Seit sie denken kann, will Rosina heiraten. Und sie weiss auch schon lange, wie das aussehen soll: weisses Kleid, Steinchen, viel Glitzer, Sisi und Barbie als Vorbilder dafür. Der Grossvater hat ihr eine Regel mit auf den Weg gegeben, an die sie sich gehalten hat: Der Mann soll den Heiratsantrag machen. Wäre es nach ihr gegangen, hätten Severin und sie wohl schon ein paar Jahre früher geheiratet. «Vielleicht ist diese Denkweise ein bisschen veraltet. Ich bin auf dem Land aufgewachsen, in einem winzigen Dorf. Aber wenn ich einen Traum habe, halte ich eigentlich gern daran fest.»

Romantisch ist es allemal, wie Severin ihr den Antrag macht: am selben Volksfest auf einem weitläufigen Gelände irgendwo im Mittelland, wo ihre Beziehung begann, und auf den Tag zehn Jahre später. Er geht mit dem Ring vor ihr auf die Knie. Rosina muss weinen, vor Freude, und auch ein bisschen vor Schock.

Vor Severin hatte sie bloss zwei «Kinderbeziehungen», wie Rosina das nennt, da ging es eher ums Küssen. Die zweite von ihnen endet an einem Freitagmorgen, sie ist siebzehn Jahre alt. Um sich von der Trennung abzulenken, geht sie am Abend ans Volksfest. Sie lernt Severin kennen, eine Freundin will Rosina mit ihm verkuppeln, doch da denkt sie noch: Was für ein Vollidiot! Die Freundin lässt nicht locker, am zweiten Abend gibt sich Severin Mühe, sie verstehen sich schon viel besser, irgendwann küssen sie sich. Nach dem dritten Abend werden sie per SMS ein Paar: «Wollen wir zusammen sein?»

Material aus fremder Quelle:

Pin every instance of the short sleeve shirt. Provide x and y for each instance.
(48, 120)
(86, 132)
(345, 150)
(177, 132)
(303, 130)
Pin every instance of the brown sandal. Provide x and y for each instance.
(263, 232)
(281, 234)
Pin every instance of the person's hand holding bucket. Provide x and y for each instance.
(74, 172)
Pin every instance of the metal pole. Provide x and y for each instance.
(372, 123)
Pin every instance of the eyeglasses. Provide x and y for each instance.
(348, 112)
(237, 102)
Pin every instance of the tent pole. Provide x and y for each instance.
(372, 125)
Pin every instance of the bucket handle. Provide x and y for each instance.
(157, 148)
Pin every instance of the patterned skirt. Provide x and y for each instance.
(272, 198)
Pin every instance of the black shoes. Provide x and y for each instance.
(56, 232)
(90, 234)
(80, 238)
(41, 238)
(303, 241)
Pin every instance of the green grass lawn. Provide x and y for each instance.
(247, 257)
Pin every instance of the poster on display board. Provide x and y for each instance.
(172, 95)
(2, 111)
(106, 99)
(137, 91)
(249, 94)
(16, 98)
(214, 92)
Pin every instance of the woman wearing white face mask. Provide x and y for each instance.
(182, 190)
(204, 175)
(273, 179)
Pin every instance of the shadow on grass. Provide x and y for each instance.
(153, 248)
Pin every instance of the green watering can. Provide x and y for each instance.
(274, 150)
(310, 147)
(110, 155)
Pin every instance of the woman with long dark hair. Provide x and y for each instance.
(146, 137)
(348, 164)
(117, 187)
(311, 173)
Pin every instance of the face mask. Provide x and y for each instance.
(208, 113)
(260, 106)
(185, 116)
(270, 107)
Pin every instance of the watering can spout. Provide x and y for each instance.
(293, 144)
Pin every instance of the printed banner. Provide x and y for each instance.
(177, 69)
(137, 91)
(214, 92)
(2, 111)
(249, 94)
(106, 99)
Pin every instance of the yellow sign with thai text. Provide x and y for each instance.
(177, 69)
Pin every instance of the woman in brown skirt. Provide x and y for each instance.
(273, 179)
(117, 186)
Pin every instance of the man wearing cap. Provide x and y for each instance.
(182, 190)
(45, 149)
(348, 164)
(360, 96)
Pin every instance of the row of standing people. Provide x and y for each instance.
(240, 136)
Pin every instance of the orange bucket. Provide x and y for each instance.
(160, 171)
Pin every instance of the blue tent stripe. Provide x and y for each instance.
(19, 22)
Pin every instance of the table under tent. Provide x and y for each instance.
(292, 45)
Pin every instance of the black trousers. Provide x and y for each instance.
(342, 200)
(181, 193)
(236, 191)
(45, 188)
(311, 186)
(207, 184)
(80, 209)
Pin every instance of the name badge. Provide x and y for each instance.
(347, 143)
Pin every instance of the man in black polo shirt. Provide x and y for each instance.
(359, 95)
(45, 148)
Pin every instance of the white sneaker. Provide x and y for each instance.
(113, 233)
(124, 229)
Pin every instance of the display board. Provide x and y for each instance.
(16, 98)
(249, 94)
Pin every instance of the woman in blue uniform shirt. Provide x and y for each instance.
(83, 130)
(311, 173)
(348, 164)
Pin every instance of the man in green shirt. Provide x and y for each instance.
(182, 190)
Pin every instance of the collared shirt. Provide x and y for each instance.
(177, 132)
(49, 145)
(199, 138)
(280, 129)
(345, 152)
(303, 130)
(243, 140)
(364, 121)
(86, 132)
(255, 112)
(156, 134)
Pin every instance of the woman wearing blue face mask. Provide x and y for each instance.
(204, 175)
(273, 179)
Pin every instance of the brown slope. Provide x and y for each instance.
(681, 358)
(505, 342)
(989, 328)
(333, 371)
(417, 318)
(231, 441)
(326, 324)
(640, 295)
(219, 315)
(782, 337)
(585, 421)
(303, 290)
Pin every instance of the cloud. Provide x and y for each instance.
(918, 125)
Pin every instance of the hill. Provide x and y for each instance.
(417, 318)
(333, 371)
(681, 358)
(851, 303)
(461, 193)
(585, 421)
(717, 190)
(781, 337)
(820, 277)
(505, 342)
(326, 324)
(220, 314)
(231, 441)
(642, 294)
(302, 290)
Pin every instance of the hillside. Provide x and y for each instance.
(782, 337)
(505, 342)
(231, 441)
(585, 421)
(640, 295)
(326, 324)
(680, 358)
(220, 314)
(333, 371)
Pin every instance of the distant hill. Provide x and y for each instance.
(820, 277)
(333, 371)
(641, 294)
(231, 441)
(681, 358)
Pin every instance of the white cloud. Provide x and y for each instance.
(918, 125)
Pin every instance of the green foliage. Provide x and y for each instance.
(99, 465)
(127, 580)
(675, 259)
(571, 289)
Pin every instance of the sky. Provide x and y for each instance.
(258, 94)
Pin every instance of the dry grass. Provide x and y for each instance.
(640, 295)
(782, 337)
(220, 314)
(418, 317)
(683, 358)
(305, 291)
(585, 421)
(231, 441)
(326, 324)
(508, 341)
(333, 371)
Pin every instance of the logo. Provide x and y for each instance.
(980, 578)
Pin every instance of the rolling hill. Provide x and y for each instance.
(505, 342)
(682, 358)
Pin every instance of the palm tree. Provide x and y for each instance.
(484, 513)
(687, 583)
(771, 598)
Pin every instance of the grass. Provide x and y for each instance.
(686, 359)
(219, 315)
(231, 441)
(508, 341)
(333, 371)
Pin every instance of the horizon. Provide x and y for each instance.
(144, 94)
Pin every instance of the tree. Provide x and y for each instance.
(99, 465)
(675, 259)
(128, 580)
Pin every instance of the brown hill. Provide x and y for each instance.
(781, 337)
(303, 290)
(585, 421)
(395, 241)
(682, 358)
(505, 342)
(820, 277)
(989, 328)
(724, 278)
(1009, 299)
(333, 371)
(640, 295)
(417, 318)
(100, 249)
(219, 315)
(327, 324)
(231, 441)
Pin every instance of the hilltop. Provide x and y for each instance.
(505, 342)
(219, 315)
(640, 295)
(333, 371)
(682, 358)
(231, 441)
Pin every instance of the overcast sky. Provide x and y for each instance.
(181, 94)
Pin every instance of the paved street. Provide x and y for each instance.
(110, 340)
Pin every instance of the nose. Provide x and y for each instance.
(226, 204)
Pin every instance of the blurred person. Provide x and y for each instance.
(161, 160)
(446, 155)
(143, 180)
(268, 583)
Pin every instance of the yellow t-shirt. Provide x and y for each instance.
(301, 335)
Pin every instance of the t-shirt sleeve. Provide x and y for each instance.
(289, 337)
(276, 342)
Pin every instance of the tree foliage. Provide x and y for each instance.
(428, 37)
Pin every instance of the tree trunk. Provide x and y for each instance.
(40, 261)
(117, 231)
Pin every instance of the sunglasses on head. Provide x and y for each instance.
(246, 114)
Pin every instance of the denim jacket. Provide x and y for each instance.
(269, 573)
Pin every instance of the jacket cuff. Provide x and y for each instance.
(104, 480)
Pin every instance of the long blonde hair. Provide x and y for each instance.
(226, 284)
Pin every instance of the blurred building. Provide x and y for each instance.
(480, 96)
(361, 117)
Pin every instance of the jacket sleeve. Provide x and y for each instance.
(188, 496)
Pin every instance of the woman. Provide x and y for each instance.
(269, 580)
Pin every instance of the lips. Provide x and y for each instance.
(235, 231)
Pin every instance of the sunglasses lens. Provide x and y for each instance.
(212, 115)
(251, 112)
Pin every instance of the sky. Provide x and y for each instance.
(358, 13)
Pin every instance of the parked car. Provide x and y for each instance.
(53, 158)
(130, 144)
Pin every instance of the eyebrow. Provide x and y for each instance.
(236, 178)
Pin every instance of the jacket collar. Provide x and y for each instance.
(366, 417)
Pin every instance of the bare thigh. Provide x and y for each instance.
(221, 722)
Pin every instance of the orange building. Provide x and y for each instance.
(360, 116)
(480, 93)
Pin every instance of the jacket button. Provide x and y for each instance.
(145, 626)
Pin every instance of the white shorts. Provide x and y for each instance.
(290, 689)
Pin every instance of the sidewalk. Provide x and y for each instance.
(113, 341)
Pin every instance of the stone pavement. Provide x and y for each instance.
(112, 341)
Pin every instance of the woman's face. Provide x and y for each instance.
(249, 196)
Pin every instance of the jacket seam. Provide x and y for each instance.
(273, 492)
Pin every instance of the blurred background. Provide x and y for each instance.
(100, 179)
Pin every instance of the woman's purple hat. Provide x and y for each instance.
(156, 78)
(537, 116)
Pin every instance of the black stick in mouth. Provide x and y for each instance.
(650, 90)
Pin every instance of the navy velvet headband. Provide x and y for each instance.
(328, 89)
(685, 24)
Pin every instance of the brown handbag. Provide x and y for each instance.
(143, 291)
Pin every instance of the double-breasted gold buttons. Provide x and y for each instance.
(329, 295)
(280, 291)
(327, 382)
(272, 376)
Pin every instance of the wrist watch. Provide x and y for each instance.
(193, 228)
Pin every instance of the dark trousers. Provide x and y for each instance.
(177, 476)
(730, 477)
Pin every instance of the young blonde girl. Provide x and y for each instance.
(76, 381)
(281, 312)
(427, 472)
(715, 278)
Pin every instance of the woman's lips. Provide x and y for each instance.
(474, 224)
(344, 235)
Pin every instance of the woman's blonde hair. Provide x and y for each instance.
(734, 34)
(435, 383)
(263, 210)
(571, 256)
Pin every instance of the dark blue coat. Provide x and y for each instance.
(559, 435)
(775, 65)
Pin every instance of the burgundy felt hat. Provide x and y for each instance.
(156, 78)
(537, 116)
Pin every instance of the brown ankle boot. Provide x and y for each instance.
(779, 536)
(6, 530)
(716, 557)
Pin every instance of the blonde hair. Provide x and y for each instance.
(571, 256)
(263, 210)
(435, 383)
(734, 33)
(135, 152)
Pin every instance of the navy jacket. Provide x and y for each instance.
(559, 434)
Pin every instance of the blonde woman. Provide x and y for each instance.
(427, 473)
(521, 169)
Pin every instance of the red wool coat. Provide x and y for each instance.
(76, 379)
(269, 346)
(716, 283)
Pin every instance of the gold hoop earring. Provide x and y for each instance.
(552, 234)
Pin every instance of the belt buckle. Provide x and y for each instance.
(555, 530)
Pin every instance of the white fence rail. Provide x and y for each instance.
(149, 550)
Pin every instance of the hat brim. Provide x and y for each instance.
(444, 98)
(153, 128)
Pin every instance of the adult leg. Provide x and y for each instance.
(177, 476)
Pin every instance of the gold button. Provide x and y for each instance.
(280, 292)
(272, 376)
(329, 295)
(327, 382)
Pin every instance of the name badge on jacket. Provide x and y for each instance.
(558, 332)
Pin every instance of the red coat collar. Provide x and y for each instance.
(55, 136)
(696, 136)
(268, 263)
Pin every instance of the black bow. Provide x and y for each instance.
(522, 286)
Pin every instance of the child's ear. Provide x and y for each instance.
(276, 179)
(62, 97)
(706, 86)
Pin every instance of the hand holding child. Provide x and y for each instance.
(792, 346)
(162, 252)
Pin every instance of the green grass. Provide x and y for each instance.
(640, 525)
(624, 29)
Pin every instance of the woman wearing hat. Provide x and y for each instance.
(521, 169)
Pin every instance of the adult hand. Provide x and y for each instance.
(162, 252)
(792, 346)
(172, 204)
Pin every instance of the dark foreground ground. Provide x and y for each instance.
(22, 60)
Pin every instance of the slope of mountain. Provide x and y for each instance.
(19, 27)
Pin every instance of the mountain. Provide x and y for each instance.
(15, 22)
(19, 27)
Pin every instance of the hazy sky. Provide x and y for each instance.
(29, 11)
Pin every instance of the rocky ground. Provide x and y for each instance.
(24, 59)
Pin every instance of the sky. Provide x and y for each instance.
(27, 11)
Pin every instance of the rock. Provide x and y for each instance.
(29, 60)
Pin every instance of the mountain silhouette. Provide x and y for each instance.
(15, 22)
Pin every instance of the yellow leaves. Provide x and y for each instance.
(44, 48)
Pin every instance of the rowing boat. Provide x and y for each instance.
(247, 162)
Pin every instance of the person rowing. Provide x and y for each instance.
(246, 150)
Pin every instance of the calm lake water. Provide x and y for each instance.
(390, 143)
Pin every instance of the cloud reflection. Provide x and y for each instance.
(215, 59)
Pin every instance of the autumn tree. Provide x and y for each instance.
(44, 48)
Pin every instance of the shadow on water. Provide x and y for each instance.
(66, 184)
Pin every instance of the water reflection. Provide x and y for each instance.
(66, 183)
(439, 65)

Heute ist Rosina 28. Im vergangenen Sommer heiraten Severin und sie. Über 20 000 Franken lassen sie sich das Fest kosten, es wird noch schöner, als Rosina es sich ausgemalt hat. Bis im Frühling vor der Hochzeit ist Severin der einzige Mann, mit dem sie je Sex gehabt hat.

Vor gut sechs Jahren sind sie in eine Dreizimmerwohnung in einem Nachbardorf gezogen. Wohl nicht zufällig machen sie diesen Schritt nach der grössten Krise, die ihre Beziehung bis dahin erlebt hat. «Die gemeinsame Wohnung hat sich wie eine Entscheidung angefühlt: Das ist der Mann, mit dem ich mein Leben verbringen will. Und es war, als würde sich ein Knopf auflösen, die Eifersucht hat plötzlich aufgehört.»

Einige Monate davor ist Severin auf eine grössere Reise durch Australien gegangen. Dort schläft er ein paar Mal mit einer dreissig Jahre älteren Frau, was er Rosina noch am Telefon gesteht. Sie ist sehr verletzt. «Ich war naiv, aber mittlerweile verstehe ich ihn. Nach einigen Jahren nur mit mir hat es ihn doch interessiert, wie es sich mit einer anderen Frau anfühlt.»

Daran, es ihm gleichzutun, denkt Rosina nicht. Überhaupt beschäftigt sie sich wenig damit, was sie eigentlich will. Sie geht nicht in den Ausgang, raucht nicht, trinkt kaum Alkohol. Anders als Severin, der schon am Anfang ihrer Beziehung an den meisten Wochenenden mit seinen Freunden unterwegs ist, während Rosina zu Hause bleibt. «Ich war für alle immer die Korrekte, auch für mich selber. Ich dachte nicht, dass ich meinen Mann betrügen könnte.»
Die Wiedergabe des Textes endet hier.